Given that the QE program created about $3.5T, about 80% of which is sitting in accounts at the Fed, paying 0.25% interest, why does the Federal interest rate matter? As I understand it, the interest rate affects the cost that banks have to pay to borrow money from each other. If they've already got billions in their QE accounts, then they don't have to borrow at all--they can simply withdraw the required loan amount. For example, a customer needs $300K to mortgage a home, and they apply at a bank that DID NOT receive QE dollars. With a Federal interest rate at, say, 5%, the bank would borrow this money from another bank, paying the $300K * 0.05 = $15K in interest, and then turn around and charge the customer 8% interest on the mortgage--that's their business. However, at a bank that DID receive QE dollars, the loaning bank can simply withdraw the 300K from their QE account at the fed, and loan it out, paying no Federal interest rate. Was this not the point of creating these dollars? To make money more easily accessible to borrowers for assets like this? So, how then do interest rates matter? With so much extra money created, banks, don't have to borrow; and thus, the Federal interest rate is somewhat irrelevant--until they burn through that 3T in surplus.
It's not that simple... The excess reserves that the commercial banks have sitting at the Fed are there for a reason. That reason is regulatory in nature. Basically, for a bank, reserves are the ultimate, most cost-effective HQLA (High Quality Liquid Asset) which satisfies their LCR (Liquidity Coverage Ratio) requirement. This means that a commercial bank cannot just "withdraw" the money from its reserve account at the Fed and lend it to a customer. I could go on, but you get the idea...
perhaps a higher rate would incentivize the banks to loan more money more profitably? IDK. The problem seems to be nobody but renters want to borrow right now and they can't qualify.
They keep talking about 2 percent inflation. I'm starting to think it's like The Great Pumpkin. Except Halloween is a ways away.
They cannot use the QE money because it is there to prevent a bank run. The bank has to have sufficient funds to pay out to people when they want to withdraw the money they have saved in the bank. In terms of the interest rate alteration, you are only looking at it from an initial issuance perspective. An alteration in the interest rate impacts all outstanding loans linked to the central bank's base rate. This is why the interest rate mechanism is so powerful when it is changed. There are many other mechanism they can use to stimulate growth for example changing the way people pay into their pensions, this does not have the detrimental consequences an interest rate alteration can bring with it and offers other advantages too.
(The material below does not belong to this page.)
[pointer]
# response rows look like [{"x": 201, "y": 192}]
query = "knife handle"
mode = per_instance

Pension Pump, see below. http://morganisteconomics.blogspot.com/2019/03/pension-pumping.html?q=pension+pumping
This seems somewhat wrong to me. Excess reserves are held at the fed in electronic form and would be of no use were there to be a "run on the bank" and depositors all tried to withdrew their money and demand cash. I think the regulation (LCR) is more there to protect the Government than it is to protect depositors. Whether a bank is technically solvent or not makes no difference to the depositor, other than perhaps causing a minor brief inconvenience. The Fed will fully protect any depositor up to the F.D.I.C. limit, which in a crisis can technically be raised without limit, regardless of whether a particular bank is solvent or not. Banks can not go bankrupt under the U.S. Federal Reserve-Treasury system. They can become insolvent however, in which case they will undergo "resolution." Regardless depositors are protected. You can write a check drawn on an insolvent bank, and so long as you have deposited funds to cover the check, the check will clear through the Fed system, no problem. However, if in a bank run where the public went to the bank and demanded to withdraw their deposits in the form of cash, the bank could temporarily, and briefly, run out of cash. But I don't think the LCR regulations that Martinghoul was referring to, nor swollen bank reserves due to QE, have anything to do with that.
I think the electronic QE funds you are referring to are there to protect another issue that leads to a bank run. When banks lend money they sell the debt off to someone else in a debt package. If the debt defaults or the full payment is not made the expected return cannot be paid. This causes a problem for the bank because it is now not in receipt of the funds it is expected to get from the debt it sold or bought depending on which position the bank is holding. In any event to make sure the bank has enough money to cover the lost inflow of cash its held assets are supposed to provide the electronic funds act as a cushion making sure funds are there to cover depositors withdrawals. Although I am not certain I think the funds and the position Martinghoul is explaining is a protection of expected returns of reinvested assets held by the bank, which would potentially cause a bank run if they were not made. The bank's inflow of cash has to be maintained to payout to customers when they withdraw money.
I think it is the electronic funds that are the protection to this scenario. They cushion the potential risk of a default of assets held by the bank that would prevent the bank from being able to pay the depositors' withdrawals. This is the reason that I think Martinghoul is referring to, the QE funds held are the mechanism that is preventing the banks from failing. Taking that away to lend out further funds to people would potentially cause an inability to guarantee the existing depositors can get their money out when they want to.